15 Mayıs 2009 Cuma

"Seksenyedi - II"



Gelişi güzel dizilmiş zerzevat kasalarını ve karpuz- kavun tezgâhını siper etmişiz kendimize. Sağlam, büyük bir kasadan kurduğumuz çilingir sofrasının etrafında oturuyoruz, korunaklı meyhanemizde. Reşit olup birahaneye, meyhaneye girebileceğimiz günlere kadar mekânımız olan o manav tezgâhının arkasında, sezen aksu “ah mazi” kıvamındayız.
Manavın dandik teybinin kristali tarafından bir iki yerinden koparılmasına rağmen ve “git” şarkısını dinleyebilmek için, her defasında kalemle geri sarışlarımıza rağmen, inatla eskimeyen o kaset; hiç kimse tarafından o kadar çok dinlenilmemiştir eminim.
“Gitme kal yalan söyledim
Doğru değil ayrılığa daha hiç hazır değilim...”
O yaşlarda ne ye hazırdır ki insan..? Ama zamansız, anlamsız bu ayrılığa hiç hazır değilim.
Hayatlarımızda, kafalarımızda bir şeyler değişiyor, tek farkındalık bu.
Her zaman hazır olduğumuz tek bir şey var ;
arkadaşlarla birbirimizi baştan çıkarıp okulu kırmak.
Genciz delikanlı. Her seksen kuşağı gibi kaybedeniz biraz, biraz da arabesk.

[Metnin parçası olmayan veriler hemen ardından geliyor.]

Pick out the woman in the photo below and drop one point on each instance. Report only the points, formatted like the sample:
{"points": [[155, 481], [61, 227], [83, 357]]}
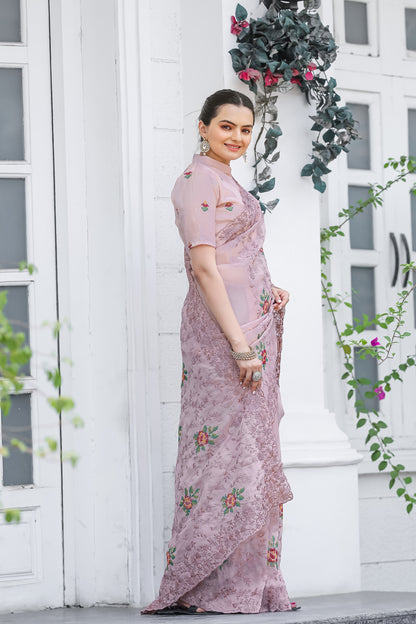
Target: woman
{"points": [[224, 554]]}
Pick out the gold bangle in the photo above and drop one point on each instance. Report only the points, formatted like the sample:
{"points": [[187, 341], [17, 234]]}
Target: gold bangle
{"points": [[244, 355]]}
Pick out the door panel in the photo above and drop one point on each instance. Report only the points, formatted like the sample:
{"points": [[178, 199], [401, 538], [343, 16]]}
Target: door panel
{"points": [[31, 574]]}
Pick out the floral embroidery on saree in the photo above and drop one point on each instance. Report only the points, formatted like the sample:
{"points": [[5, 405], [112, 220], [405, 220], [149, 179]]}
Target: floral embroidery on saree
{"points": [[262, 354], [189, 500], [231, 500], [206, 436], [264, 302], [273, 553], [170, 556], [184, 374]]}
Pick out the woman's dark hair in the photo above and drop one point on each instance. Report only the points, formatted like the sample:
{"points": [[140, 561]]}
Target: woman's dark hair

İroni dolu hikâyelerle, yaşanmışlıklarla dolu yaşam;
loş bilardo salonunun rutubetli kokusunda, hayatlarımız gibi oynadığımız oyunun adı : .
Ya da Amerikan oyununda yaptığımız gibi;  yanlış deliğe sokmak hayat biraz
“Hah! Tamam” dediğimiz; en önemli anlarda lar hep istekamız.

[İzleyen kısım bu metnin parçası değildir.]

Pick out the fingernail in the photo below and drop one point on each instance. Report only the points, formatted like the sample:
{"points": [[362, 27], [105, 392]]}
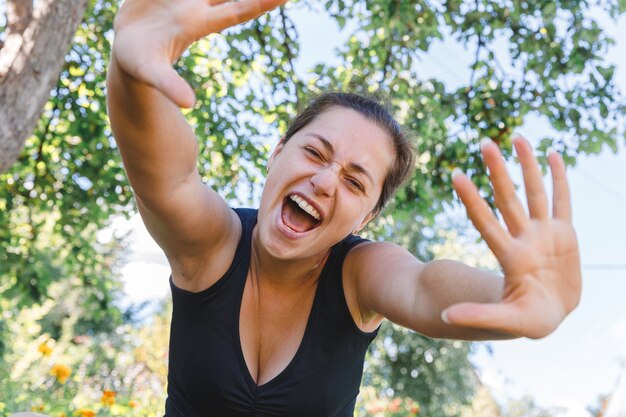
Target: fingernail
{"points": [[444, 316], [485, 141]]}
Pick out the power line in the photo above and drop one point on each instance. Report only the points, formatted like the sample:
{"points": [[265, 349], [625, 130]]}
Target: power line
{"points": [[614, 267], [613, 193]]}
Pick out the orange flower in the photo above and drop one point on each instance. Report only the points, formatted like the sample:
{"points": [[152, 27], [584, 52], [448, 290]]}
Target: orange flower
{"points": [[108, 398], [60, 372], [83, 412], [44, 349]]}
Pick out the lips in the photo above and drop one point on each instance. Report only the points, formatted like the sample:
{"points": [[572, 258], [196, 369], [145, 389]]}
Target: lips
{"points": [[300, 214]]}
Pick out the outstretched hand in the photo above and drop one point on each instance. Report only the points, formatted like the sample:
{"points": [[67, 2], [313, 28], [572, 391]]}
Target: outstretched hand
{"points": [[150, 35], [538, 253]]}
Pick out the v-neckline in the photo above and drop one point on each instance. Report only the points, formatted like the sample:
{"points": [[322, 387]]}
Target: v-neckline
{"points": [[307, 330]]}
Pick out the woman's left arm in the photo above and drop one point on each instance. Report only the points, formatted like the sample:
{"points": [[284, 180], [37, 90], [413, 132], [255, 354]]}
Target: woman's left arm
{"points": [[538, 254]]}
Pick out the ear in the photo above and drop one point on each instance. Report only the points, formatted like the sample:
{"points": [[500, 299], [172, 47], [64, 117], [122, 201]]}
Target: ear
{"points": [[367, 219], [279, 147]]}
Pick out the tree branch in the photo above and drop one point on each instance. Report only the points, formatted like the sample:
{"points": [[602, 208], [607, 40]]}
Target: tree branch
{"points": [[30, 63], [19, 15]]}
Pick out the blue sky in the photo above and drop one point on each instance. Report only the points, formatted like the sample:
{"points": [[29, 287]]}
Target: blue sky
{"points": [[583, 357]]}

İçeri gri önlüklü bir kız giriyor. Etrafını süzdükten sonra, bakışları bende üzerime geliyor. Elime bir mektup tutuşturup
“- Bu elif” ten dediğinde bir yerden tanıdığımı hatırlıyorum. Bir şeyler gevelemeye çalışıyorum, dinlemeden dönüp arkasını gidiyor.

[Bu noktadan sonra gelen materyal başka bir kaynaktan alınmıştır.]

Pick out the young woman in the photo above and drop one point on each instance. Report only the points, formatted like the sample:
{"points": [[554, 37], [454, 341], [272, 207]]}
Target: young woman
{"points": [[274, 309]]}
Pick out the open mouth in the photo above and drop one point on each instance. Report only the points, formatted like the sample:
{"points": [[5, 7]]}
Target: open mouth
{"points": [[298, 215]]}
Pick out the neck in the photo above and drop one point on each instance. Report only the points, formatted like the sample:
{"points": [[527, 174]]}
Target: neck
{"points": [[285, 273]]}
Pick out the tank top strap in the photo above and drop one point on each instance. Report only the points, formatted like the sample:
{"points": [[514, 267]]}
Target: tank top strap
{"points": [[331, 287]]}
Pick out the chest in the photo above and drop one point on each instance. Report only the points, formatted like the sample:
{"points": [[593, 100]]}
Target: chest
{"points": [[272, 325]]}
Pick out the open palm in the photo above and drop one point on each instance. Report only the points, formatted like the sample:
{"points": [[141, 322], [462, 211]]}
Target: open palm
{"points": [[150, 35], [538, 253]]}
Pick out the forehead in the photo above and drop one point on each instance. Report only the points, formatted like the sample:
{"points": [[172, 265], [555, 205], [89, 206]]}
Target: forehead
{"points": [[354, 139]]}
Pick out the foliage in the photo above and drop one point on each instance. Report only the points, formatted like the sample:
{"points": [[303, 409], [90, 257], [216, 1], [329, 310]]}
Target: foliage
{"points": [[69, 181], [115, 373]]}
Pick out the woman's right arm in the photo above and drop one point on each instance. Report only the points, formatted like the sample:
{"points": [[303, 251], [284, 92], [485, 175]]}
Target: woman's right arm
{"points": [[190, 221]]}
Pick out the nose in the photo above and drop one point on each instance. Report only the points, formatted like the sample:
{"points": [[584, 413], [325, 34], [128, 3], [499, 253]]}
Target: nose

Zarfı telaşla ve içimdeki sıkıntıyla beraber açıyorum.
Huzursuzum, en küçük artçıya dayanamayacak kadar iğreti, eski bir taş duvarım.
Hepsini bir solukla okuduktan sonra, sadece son cümle yankılanıp duruyor içimdeki boşlukta...
Başladığı gibi damağımda sahra çölü kuruluğu bırakıyor.
Bedford la başlayan o güzelim hikaye, bir mektupla bitiveriyor işte...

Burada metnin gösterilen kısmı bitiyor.